Monday, 20 April 2020

US oil price crashes to record low as coronavirus hits demand | Financial Times

US oil price crashes to record low as coronavirus hits demand | Financial Times:

Benchmark US oil prices crashed towards $1 a barrel on Monday, as the collapse in demand caused by the coronavirus pandemic leaves the world awash with so much crude, and so little available storage capacity, that producers may soon be paying for buyers to take it off their hands.

West Texas Intermediate, the US marker, lost 92 per cent on Monday, with the price of oil for delivery next month sinking to a low of $1.02 a barrel, on warnings that traders were struggling to access storage capacity at the refinery hub of Cushing, Oklahoma, which is expected to be maxed out within weeks.

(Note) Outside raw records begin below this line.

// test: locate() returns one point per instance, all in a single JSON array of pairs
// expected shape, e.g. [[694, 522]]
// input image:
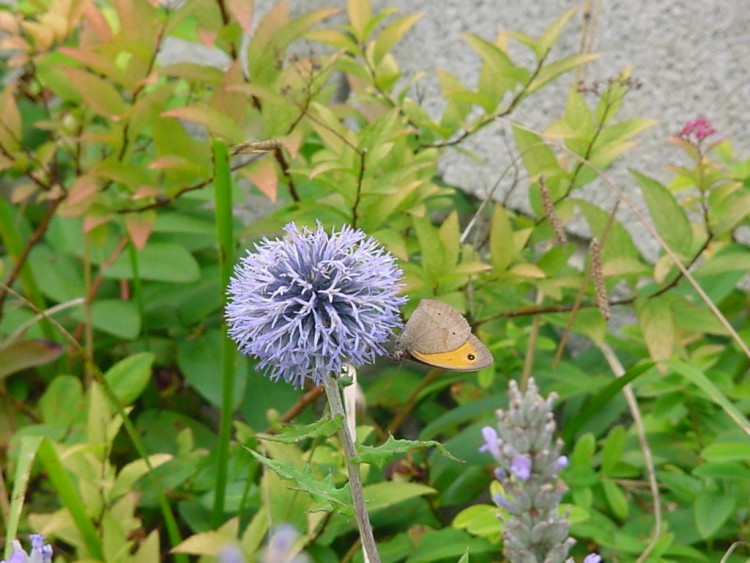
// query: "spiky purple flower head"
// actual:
[[309, 303]]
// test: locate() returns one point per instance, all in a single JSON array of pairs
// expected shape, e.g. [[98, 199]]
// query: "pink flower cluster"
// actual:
[[697, 130]]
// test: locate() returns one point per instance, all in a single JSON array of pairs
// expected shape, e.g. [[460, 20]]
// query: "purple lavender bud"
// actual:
[[311, 302], [491, 443], [521, 467], [501, 501]]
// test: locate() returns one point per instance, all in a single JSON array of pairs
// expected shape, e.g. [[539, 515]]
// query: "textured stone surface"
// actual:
[[691, 58]]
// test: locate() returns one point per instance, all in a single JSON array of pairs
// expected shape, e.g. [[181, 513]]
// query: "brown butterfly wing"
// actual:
[[470, 356], [433, 327]]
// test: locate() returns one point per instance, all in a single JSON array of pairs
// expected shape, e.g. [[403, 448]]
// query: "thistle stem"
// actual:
[[355, 482]]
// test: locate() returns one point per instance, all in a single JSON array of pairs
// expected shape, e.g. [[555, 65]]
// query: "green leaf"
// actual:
[[98, 94], [431, 248], [323, 491], [63, 403], [197, 360], [669, 217], [657, 324], [617, 245], [698, 378], [613, 448], [502, 251], [711, 510], [595, 404], [480, 520], [129, 377], [391, 34], [723, 470], [379, 455], [158, 261], [616, 499], [731, 212], [388, 493], [113, 316], [322, 428], [726, 451], [59, 276], [24, 354], [551, 71], [24, 465], [552, 33], [537, 156], [217, 123], [450, 237], [449, 544]]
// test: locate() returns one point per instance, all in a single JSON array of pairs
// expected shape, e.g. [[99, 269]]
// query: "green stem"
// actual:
[[355, 481], [224, 236]]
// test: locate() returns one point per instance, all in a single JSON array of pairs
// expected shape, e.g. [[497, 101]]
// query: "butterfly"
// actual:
[[438, 335]]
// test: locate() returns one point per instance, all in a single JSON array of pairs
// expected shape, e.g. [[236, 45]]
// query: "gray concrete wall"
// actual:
[[692, 58]]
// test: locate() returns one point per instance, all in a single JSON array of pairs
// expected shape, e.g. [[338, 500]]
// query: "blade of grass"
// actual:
[[225, 239], [69, 497], [699, 379], [173, 531], [26, 456]]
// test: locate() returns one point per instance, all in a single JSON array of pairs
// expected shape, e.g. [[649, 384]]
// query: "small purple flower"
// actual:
[[311, 302], [697, 129], [40, 552], [521, 467], [491, 442], [501, 501]]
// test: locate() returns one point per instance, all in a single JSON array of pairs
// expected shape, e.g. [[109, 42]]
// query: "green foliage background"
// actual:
[[118, 236]]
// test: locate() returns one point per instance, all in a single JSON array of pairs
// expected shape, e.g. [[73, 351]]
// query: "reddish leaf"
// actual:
[[242, 10], [96, 29], [292, 142], [216, 122], [94, 219], [139, 227], [10, 132], [99, 94], [207, 37], [80, 196]]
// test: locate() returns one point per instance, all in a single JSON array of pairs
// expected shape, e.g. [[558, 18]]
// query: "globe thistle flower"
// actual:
[[311, 302], [40, 551], [529, 463]]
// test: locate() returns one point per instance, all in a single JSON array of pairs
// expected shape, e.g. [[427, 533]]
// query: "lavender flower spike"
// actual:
[[309, 303], [40, 551], [530, 463]]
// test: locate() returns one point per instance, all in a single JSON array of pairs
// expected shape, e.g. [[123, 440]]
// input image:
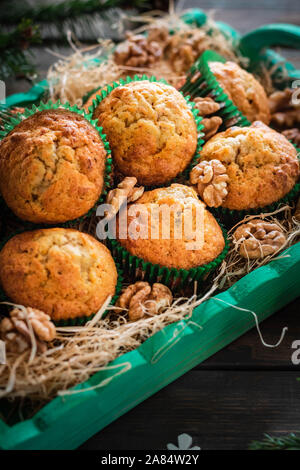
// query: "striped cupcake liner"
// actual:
[[11, 123], [176, 279], [104, 92], [201, 82]]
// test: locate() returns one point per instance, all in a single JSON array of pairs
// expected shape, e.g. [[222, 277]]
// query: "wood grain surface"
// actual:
[[246, 389]]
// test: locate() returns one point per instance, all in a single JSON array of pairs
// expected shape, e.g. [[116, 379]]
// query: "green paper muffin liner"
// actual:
[[11, 123], [229, 217], [137, 268], [104, 92], [78, 321], [207, 84]]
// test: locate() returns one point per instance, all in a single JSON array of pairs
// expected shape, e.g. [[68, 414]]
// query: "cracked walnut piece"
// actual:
[[207, 106], [261, 164], [151, 130], [140, 299], [52, 167], [63, 272], [259, 238], [138, 51], [14, 330], [126, 191], [211, 180]]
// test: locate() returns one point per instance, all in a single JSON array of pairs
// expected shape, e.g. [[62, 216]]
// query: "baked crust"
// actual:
[[243, 89], [63, 272], [52, 167], [151, 130], [172, 252], [261, 163]]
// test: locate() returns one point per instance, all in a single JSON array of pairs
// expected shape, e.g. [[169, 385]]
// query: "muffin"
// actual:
[[166, 248], [243, 90], [63, 272], [151, 130], [261, 164], [52, 167]]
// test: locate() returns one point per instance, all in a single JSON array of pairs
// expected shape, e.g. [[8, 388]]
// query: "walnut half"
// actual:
[[140, 299], [126, 191], [207, 106], [211, 179], [15, 332], [259, 238]]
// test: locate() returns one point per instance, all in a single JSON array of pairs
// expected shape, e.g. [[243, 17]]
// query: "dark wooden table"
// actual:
[[245, 390]]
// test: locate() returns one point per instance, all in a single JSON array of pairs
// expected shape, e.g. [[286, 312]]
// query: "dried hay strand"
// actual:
[[72, 77], [237, 267], [79, 352]]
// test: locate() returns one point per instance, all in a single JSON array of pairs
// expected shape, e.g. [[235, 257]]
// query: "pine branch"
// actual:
[[289, 442], [14, 58], [12, 13]]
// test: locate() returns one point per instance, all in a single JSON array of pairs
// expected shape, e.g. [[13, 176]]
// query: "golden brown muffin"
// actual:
[[262, 165], [63, 272], [170, 251], [151, 130], [243, 90], [52, 167]]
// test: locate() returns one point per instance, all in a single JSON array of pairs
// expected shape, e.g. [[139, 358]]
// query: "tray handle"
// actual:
[[280, 34], [255, 45]]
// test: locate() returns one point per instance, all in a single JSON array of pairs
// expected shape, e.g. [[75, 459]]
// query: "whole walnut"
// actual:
[[259, 238]]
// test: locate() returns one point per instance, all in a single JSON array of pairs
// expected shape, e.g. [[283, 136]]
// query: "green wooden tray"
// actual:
[[66, 422]]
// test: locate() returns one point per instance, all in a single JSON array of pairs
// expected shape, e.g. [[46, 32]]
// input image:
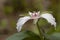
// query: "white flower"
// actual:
[[35, 16]]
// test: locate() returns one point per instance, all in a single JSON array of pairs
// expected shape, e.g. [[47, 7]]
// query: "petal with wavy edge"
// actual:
[[21, 22], [49, 18]]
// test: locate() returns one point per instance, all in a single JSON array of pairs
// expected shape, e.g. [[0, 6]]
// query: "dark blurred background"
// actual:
[[11, 10]]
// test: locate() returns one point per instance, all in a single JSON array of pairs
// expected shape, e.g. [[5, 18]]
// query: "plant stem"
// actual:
[[40, 34]]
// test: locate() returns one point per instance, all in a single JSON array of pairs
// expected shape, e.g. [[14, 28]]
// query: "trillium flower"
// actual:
[[35, 16]]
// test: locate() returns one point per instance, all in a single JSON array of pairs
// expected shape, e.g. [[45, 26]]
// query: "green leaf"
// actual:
[[25, 35], [54, 36]]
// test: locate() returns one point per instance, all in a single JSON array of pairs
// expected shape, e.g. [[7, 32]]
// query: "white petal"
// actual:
[[38, 12], [49, 18], [21, 22], [30, 13]]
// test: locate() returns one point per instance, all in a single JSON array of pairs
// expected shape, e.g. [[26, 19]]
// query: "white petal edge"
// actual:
[[49, 18], [21, 22], [30, 13]]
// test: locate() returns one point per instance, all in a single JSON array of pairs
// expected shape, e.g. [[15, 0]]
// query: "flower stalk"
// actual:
[[40, 34]]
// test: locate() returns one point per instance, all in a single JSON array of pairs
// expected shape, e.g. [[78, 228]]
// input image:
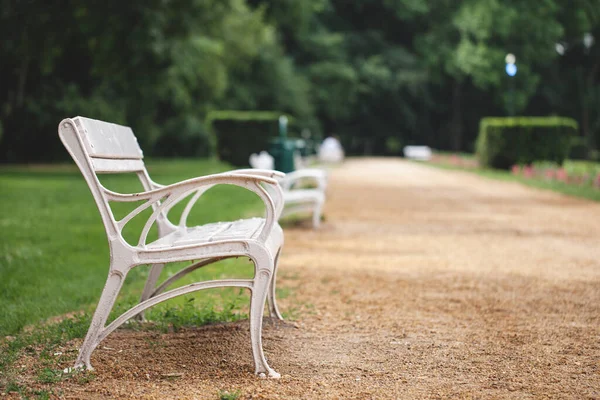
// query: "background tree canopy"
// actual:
[[379, 73]]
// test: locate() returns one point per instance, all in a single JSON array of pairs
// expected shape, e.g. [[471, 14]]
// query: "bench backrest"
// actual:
[[102, 147]]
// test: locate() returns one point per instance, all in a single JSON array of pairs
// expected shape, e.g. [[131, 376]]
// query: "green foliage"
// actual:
[[366, 70], [241, 133], [579, 149], [504, 142]]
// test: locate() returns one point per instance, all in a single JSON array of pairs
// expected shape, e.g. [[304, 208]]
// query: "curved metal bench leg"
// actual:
[[260, 288], [107, 300], [271, 299], [317, 215], [153, 276]]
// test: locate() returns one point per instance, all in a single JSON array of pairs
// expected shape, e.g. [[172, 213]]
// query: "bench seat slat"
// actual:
[[111, 165]]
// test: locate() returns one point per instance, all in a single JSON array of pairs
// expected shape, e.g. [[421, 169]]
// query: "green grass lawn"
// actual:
[[55, 254]]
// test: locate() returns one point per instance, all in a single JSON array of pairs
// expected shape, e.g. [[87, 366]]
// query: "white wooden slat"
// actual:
[[108, 140], [111, 165]]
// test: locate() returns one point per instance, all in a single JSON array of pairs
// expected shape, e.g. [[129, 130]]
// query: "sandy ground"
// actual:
[[422, 283]]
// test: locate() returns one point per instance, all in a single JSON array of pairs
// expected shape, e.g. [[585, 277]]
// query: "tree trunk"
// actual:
[[456, 126]]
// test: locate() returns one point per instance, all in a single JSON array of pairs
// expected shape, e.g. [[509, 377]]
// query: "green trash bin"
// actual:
[[282, 151]]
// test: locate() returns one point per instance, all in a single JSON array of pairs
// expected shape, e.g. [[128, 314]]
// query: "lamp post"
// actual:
[[511, 71]]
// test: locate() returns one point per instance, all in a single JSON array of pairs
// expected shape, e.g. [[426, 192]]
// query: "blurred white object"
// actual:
[[262, 161], [295, 198], [421, 153], [331, 151]]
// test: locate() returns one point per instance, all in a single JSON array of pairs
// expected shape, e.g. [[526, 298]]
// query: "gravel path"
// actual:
[[422, 283]]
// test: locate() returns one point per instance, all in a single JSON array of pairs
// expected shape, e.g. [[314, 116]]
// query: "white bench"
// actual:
[[421, 153], [101, 147], [296, 198]]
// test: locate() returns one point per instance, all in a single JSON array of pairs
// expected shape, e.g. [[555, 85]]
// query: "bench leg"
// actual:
[[317, 215], [153, 276], [260, 287], [107, 300], [271, 299]]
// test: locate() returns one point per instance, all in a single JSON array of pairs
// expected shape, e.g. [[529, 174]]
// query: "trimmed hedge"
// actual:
[[241, 133], [504, 142]]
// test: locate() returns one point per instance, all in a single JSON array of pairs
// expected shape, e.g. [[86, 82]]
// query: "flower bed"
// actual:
[[579, 173]]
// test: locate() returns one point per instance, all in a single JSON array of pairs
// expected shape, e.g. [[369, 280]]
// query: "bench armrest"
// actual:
[[174, 193]]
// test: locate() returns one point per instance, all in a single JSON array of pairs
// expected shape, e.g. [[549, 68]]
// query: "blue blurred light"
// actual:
[[511, 69]]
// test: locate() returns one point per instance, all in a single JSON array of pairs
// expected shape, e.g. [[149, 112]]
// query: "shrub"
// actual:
[[504, 142], [579, 149], [241, 133]]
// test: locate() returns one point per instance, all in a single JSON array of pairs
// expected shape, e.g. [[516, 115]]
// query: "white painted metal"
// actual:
[[297, 200], [421, 153], [101, 147]]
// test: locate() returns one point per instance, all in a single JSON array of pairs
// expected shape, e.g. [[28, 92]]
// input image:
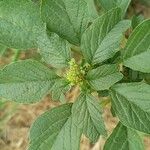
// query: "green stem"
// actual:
[[16, 55]]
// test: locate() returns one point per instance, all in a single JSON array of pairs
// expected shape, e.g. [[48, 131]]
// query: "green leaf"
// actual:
[[2, 49], [137, 51], [20, 24], [109, 4], [103, 38], [87, 115], [103, 77], [136, 20], [67, 18], [54, 50], [131, 102], [59, 89], [55, 130], [124, 138], [26, 81], [92, 8]]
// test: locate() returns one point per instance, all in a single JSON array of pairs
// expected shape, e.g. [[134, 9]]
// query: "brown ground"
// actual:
[[14, 133]]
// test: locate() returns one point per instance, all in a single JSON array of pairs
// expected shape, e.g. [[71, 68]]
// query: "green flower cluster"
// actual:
[[75, 74]]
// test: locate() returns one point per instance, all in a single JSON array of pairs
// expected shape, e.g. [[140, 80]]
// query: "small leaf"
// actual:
[[87, 115], [67, 18], [137, 51], [109, 4], [124, 138], [103, 38], [54, 50], [103, 77], [60, 87], [26, 81], [20, 24], [131, 102], [55, 130]]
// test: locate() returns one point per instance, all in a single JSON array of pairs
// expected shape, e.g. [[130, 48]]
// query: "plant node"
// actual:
[[75, 74]]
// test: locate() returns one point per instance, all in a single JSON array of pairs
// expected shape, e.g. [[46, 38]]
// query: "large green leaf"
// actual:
[[54, 50], [26, 81], [67, 18], [20, 24], [2, 49], [131, 102], [102, 39], [87, 115], [124, 138], [104, 77], [109, 4], [55, 130], [137, 51]]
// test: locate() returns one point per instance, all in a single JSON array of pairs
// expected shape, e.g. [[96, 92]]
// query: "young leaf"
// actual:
[[109, 4], [138, 48], [124, 138], [20, 24], [54, 50], [131, 102], [55, 130], [104, 77], [26, 81], [87, 115], [102, 39], [58, 90], [67, 18]]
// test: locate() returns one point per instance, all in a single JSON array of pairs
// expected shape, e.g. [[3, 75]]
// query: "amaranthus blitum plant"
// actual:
[[107, 64]]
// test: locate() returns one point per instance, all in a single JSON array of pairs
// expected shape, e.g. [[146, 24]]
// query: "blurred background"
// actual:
[[16, 119]]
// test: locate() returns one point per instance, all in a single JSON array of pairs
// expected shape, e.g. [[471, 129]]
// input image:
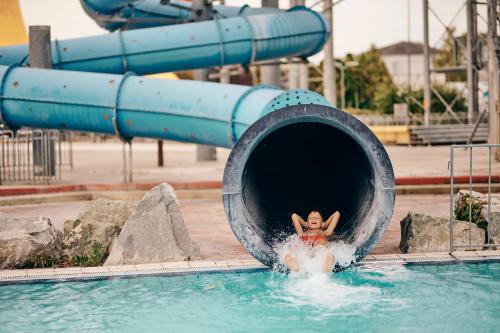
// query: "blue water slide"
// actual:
[[127, 15], [239, 40], [134, 106], [289, 148]]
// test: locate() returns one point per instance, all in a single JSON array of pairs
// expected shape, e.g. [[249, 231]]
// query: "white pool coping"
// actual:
[[195, 267]]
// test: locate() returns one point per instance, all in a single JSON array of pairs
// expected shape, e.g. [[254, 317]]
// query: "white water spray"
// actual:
[[310, 258], [312, 286]]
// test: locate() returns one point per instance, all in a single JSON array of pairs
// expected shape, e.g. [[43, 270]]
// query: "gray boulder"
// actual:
[[100, 222], [423, 233], [27, 242], [155, 232]]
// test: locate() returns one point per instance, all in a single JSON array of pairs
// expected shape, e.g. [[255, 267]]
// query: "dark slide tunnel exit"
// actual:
[[305, 158]]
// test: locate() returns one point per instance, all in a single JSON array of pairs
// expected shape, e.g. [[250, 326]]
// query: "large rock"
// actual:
[[423, 233], [100, 222], [27, 242], [155, 232]]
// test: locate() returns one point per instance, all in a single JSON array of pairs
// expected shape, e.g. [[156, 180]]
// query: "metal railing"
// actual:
[[470, 147], [436, 119], [34, 156]]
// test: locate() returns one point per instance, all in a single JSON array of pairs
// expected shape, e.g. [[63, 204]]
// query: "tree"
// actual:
[[369, 85]]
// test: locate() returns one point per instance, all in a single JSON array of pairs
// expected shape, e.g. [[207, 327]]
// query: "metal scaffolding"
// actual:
[[474, 61]]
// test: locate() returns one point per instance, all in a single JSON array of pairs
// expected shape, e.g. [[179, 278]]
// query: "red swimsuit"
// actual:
[[311, 239]]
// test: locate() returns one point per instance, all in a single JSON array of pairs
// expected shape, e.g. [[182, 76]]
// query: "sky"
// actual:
[[357, 23]]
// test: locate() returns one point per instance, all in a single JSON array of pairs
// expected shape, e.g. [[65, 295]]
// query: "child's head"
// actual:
[[314, 220]]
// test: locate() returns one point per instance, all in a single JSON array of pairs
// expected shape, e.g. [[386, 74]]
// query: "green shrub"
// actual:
[[464, 206], [94, 258]]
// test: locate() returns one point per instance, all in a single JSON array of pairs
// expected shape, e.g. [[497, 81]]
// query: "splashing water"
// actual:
[[312, 286], [310, 258]]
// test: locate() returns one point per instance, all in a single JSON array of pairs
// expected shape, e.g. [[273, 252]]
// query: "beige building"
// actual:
[[396, 56]]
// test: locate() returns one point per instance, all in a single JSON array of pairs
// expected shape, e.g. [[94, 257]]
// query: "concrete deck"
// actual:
[[102, 163], [207, 224], [196, 267]]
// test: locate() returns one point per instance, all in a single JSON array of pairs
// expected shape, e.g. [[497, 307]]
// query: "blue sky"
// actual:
[[358, 23]]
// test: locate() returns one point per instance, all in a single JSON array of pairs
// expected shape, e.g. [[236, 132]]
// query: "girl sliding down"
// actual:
[[316, 236]]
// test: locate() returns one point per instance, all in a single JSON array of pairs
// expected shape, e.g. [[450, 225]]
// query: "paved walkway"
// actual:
[[102, 163], [207, 224]]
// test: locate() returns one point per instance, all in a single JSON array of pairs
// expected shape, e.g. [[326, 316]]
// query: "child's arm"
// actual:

CME Group, the exchange operator where WTI trades, took the extraordinary measure on Monday of saying prices could even turn negative for the current contract, which expires tomorrow. That means producers would be paying buyers to take their oil to try and forestall the shutdown of fields ahead of their rivals.

The price crash is the latest indication of the depth of the crisis hitting the oil sector. Lockdowns imposed in many of the world’s major economies have sent crude demand tumbling by as much as a third, leaving the industry facing what Jefferies analyst Jason Gammel called perhaps “the bleakest oil macro outlook” he had ever seen.